Der lange Weg zurück durch den „Wir wollen-zurück-aufs-Handballfeld“-Dschungel

Es gibt Zeiten im Sportlerleben, da ist der Weg zum Ziel lang, manchmal sogar sehr lang.

Zurzeit befinden sich einige unserer Spielerinnen auf dieser Reise durch den „Wir-wollen-zurück-aufs-Handballfeld“-Dschungel. Das ist auch eine Herausforderung für uns Trainerinnen – wobei es ein Vorteil ist, dass wir zu zweit sind, Frauke Korfsmeier und ich.

Wie wir die Mädels auf Ihrem Weg begleiten, aufmuntern oder auch manchmal bändigen müssen, wollen wir dieses Mal kurz beschreiben.

Seit längerer Zeit verletzt sind: Christina Weber mit Kreuzbandriss, Antje Beikirch mit einem Bandscheibenvorfall und Amina Niang mit einem Muskelfaserriss. Dass der ein oder andere wegen einer Grippe, Magen-Darm-Grippe oder Erkältungen ausfällt, läuft bei uns unter: Der ganz normale Wahnsinn.

Christina Weber befindet sich im aktuell im Anschlusstraining – eigentlich eher Geh- oder Lauftraining. Bei ihr schauen wir zusammen mit unserer Physiotherapeutin Wiebke Kopper: Ist sie lauf- oder gehfähig oder steht die Schulung der Beweglichkeit an erster Stelle?

Antje Beikirch befindet sich im muskulären Aufbau- und Krafttraining, neben der wöchentlichen Physiotherapie steht auch das Training in der Muckibude an. Mit ihr können wir in der Halle schon schnelle Bewegungen und auch handballspezifische Wurfbewegungen üben.

Bei Amina Niang ist es wieder anders. So eine Muskelverletzung in der Wade ist tückisch – Du brauchst sie immer. Sensibilität ist gefragt, wenn man den richtigen Belastungsgrad finden will. Hier muss die Spielerin auf ihr Körpergefühl vertrauen und die richtigen Rückmeldungen geben. Amina hatten wir schon einmal so weit, dass sie fit war, und dann hat sie sich beim Training doch wieder an der Wade verletzt.

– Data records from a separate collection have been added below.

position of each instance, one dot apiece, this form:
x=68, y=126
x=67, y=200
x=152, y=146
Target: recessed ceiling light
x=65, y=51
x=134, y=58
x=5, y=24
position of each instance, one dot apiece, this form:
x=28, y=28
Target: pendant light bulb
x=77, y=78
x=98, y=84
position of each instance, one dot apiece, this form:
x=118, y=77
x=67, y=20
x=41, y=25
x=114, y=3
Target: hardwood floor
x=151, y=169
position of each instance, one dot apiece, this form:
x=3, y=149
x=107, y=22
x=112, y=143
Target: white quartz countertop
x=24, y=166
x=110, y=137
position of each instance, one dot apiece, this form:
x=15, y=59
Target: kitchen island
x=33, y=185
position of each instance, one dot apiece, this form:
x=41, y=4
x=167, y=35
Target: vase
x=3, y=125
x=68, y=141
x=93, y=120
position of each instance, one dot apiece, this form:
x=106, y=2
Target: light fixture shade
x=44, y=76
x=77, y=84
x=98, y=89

Manchmal ist das auch eine Sache von Versuch und Irrtum

Als Trainer fangen wir jedes Mal bei Null an und müssen ständig hinterfragen: Was geht und was nicht? Wie ist es denn heute? Und so nebenbei müssen wir ja auch noch 15 andere Spielerinnen bespaßen – aktuell sind es manchmal fünf oder neun. Aber das ist vielleicht nun mal so im ambitionierten Freizeitsport: Da kann es schon mal vorkommen, dass die Rekonvaleszenten zu kurz kommen, weil es eben doch ein Hobby ist und berufliche Belastungen den Heilungsprozess beeinflussen – wohl dem, der in der Mannschaft mit Lea Imping und Alexandra Wolf noch zwei Physiotherapeutinnen hat. . .

Gibt es andere Themen in der Kabine als die Verletzungen und die Krankheiten? Natürlich, aber die Frage ob Finalgon oder das IcePack hilft, ist doch schon sehr präsent.

Fürs nächste Jahr wünsche ich mir, dass wir als PSV Recklinghausen weitgehend von Verletzungen verschont bleiben und alle Spielerinnen schnellstmöglich aufs Parkett zurückkehren.

Wobei: Wenn ich Iris Schultz, unsere routinierte Torfrau, nach ihren Verletzungen frage, dann reicht der Platz an dieser Stelle gar nicht aus, um die alle aufzulisten.

Noch gar nicht erwähnt habe ich Anne Saxe. Die hat einen Bänderriss im Fuß. Heutzutage unter Handballern ist das aber eher wie ein Schnupfen, also der ganz normale Wahnsinn.